Los Angeles is burning


Lyrics:

Somewhere high in the desert near a curtain of blue
Saint Ann's skirts are billowing
But down here in the city of limelights
The fans of Santa Ana are withering
And you can't deny the living is easy
If you never look behind the scenery
It's showtime for dry climes
And Bedlam is dreaming of rain
When the hills of Los Angeles are burning
Palm trees are candles in the murder wind
So many lives are on the breeze
Even the stars are ill at ease
And Los Angeles is burning
This is not a test
Of the emergency broadcast system
When Malibu fires and radio towers
Conspire to dance again
And I cannot believe the media Mecca
They're only trying to peddle reality, catch it on
Primetime, story at nine
The whole world is going insane
When the hills of Los Angeles are burning
Palm trees are candles in the murder wind
So many lives are on the breeze
Even the stars are ill at ease
And Los Angeles is burning
A placard reads the end of days
Jacaranda boughs are bending in the haze
More a question than a curse
How could hell be any worse?


The flames are starting
The camera's running
So take warning
When the hills of Los Angeles are burning
Palm trees are candles in the murder wind
So many lives are on the breeze
Even the stars are ill at ease
And Los Angeles is burning

Photo hard to credit, but looks like @CosmossUp
 
Bad Religion's Los Angeles is Burning was released in 2004 on a stinker of an album called The Empire Strikes First. This song, like so many (not counting 10 in 2010, which said the world's population would reach 10 billion in the year 2010), was prophetic. Of course, it's perhaps not really that prophetic to say an unsustainable city built in a tinderbox desert state would burn. 
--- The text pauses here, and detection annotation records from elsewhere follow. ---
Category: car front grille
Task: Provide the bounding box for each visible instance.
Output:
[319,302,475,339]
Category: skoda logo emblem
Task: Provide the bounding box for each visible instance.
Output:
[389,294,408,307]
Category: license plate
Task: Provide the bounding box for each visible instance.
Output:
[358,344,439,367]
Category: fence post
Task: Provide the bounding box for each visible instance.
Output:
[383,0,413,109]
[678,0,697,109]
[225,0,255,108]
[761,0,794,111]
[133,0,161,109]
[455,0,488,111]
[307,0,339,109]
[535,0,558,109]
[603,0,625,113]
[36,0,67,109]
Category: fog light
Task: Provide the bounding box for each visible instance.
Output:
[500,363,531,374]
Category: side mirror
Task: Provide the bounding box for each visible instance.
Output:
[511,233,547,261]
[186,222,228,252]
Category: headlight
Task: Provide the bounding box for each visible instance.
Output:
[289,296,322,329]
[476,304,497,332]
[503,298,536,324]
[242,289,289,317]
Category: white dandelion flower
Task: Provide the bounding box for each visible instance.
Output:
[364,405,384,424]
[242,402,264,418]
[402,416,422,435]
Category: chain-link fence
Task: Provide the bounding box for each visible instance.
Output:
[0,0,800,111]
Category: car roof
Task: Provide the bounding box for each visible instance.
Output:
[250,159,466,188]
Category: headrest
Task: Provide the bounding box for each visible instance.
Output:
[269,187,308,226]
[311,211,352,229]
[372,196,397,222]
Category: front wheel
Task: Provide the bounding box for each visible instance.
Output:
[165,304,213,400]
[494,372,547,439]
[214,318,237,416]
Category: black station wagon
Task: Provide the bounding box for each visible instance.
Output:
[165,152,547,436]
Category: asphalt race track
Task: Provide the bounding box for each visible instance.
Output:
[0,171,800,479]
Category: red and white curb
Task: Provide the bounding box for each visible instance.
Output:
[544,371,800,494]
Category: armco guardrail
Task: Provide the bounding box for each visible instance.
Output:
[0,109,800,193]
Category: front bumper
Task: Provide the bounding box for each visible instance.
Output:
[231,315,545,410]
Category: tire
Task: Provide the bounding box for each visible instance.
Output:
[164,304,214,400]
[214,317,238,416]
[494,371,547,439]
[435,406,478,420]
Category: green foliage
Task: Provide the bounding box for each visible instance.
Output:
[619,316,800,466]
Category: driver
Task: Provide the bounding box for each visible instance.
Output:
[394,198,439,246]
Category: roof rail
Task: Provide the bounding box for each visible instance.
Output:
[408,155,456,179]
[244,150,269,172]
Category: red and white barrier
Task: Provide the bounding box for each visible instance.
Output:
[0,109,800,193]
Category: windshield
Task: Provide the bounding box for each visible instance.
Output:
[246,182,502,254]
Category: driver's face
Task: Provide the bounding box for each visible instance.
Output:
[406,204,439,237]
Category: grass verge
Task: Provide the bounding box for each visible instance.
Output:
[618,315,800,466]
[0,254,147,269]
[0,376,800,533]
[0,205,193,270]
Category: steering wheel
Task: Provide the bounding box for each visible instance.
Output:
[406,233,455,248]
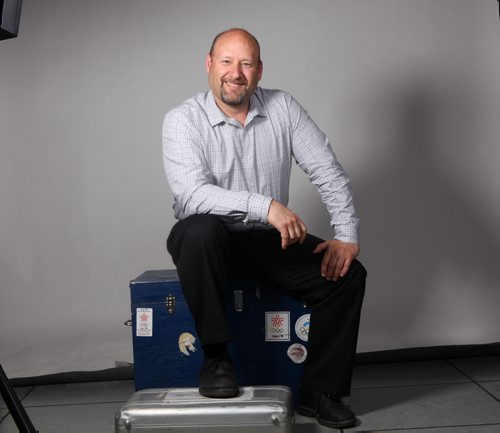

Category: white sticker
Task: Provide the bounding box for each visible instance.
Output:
[135,308,153,337]
[266,311,290,341]
[295,314,311,341]
[286,343,307,364]
[179,332,196,356]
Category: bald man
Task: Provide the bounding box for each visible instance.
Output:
[163,29,366,428]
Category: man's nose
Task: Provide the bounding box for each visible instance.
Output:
[229,63,242,78]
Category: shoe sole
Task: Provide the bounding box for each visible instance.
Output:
[297,406,356,428]
[198,388,240,398]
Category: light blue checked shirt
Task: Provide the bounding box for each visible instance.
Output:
[163,87,359,243]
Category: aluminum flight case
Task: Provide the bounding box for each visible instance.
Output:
[130,270,309,395]
[115,386,293,433]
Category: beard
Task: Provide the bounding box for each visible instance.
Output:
[220,83,248,107]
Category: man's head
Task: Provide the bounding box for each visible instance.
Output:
[205,29,262,111]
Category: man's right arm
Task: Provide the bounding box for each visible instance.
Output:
[162,109,272,224]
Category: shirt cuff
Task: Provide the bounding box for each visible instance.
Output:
[335,225,359,245]
[244,193,273,224]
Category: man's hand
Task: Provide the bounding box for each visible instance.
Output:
[313,240,359,281]
[267,200,307,250]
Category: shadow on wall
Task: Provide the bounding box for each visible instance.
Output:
[355,71,500,350]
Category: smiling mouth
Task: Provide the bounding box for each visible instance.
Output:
[223,81,246,89]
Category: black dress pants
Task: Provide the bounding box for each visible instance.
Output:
[167,214,366,398]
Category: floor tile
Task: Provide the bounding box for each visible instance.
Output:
[450,356,500,382]
[351,383,500,431]
[352,361,469,388]
[479,380,500,400]
[0,403,122,433]
[23,380,134,407]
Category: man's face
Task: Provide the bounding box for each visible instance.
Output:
[206,31,262,111]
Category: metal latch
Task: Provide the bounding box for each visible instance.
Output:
[234,290,243,313]
[165,293,175,314]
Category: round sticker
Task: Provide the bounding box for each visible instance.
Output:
[286,343,307,364]
[179,332,196,356]
[295,314,311,341]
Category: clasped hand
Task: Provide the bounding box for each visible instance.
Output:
[267,200,359,281]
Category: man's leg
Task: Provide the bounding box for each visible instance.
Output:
[240,232,366,427]
[167,215,239,398]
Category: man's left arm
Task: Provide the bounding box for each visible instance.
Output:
[289,93,359,281]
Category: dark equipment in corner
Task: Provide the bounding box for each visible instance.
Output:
[0,0,23,40]
[0,365,38,433]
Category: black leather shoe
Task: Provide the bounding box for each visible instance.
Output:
[297,390,356,428]
[199,357,240,398]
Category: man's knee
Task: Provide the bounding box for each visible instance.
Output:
[346,260,367,298]
[167,214,226,253]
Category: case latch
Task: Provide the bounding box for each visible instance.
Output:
[165,293,175,314]
[234,290,243,313]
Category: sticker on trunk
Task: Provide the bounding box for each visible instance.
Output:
[179,332,196,356]
[295,314,311,341]
[266,311,290,341]
[135,308,153,337]
[286,343,307,364]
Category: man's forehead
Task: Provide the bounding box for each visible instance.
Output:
[214,30,259,54]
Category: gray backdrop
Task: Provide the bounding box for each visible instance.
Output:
[0,0,500,377]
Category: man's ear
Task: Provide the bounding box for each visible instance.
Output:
[205,54,212,73]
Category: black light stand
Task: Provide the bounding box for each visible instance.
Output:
[0,365,38,433]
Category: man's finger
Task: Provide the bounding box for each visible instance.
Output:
[333,258,345,281]
[339,259,352,277]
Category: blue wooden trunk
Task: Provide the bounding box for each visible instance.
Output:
[130,270,309,394]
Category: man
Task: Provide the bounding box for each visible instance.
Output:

Having said that, I've always loved this song. In it, they reference their first album, How Could Hell Be Any Worse? (1982), and for a moment you think they might be okay with their hometown burning. The song actually uses fire as a metaphor for media coverage, which sensationalizes and overblows situations for its own purposes. This remains true. 

The Wikipedia post for this song states the following: "The music video is shot in cut-out animation and depicts a man in shorts and a track singlet with a Crossbuster (Bad Religion's logo which features a black cross with a red prohibition sign over it) on it running through a burning, apocalyptic Los Angeles. People with TV news cameras as heads are also shown shooting fire out of their "mouths" (represented by the camera lenses). Frontman Greg Graffin plays a psychotic news reporter who reads messages like "Panic & Fear Widespread; Retail Up 25%," "Four Horsemen Back In Saddle" and "You are not being brainwashed." Right before the guitar solo, the man shown running through the city burns when the flames catch up to him and the video transitions to the band playing the song among all the chaos in the city, before they burn too. At the end of the video, the entire city goes up in flames moments after Graffin does."

It's hard to comment about the firestorms raging in California without feeling incredibly sad. I live in a part of the country that sees wildfires frequently. It's one of our seasons, actually — wildfire season. It was less than a year ago we saw the third-largest wildfire in Black Hills history. Sobering stuff. 

The prevailing opinion is that our president is a buffoon. I can't argue with that, but he did say something recently about the California fires that made sense. I know, I was surprised too. He said mismanagement of our forests led to these super-fires, which is partially true. In the United States, we had a policy of fire suppression for over 100 years, which allowed for unprecedented overgrowth and density of fuels on our public lands. That policy has since been abandoned because it never did work. 

We've always had ridiculous wildland fires in this country, many of which led to the policy of fire suppression. These were mega-fires on par and sometimes exceeding the fires we have today. For the curious, there's more information here.
  
Now we have hotter and faster-burning fires than ever before, and they are aided by climate change. There is something wicked about these California fires, though, that seems illogical. I've heard firefighters I know comment about how cinderblock buildings out there are burning to the ground — incinerated — even though concrete is insulative. How do fires get that hot? Another strange thing is that in many cases, the trees surrounded these super-intense fires are left living. I'd like for someone to explain that phenomenon to me. 

It's an interesting time in America when everything is politicized, even wildland fires. Everyone has to comment and make a point. Consider what Bad Religion has to say about the media coverage of these fires and how "the whole world is going insane." Now remind yourself this song was released 14 years ago. It appears there is something as deadly as wildland fire, and that's how the media is treating it. In an age when we're being spoon-fed the news, perhaps it would be wise to see if there is another agenda at work besides just disseminating the news.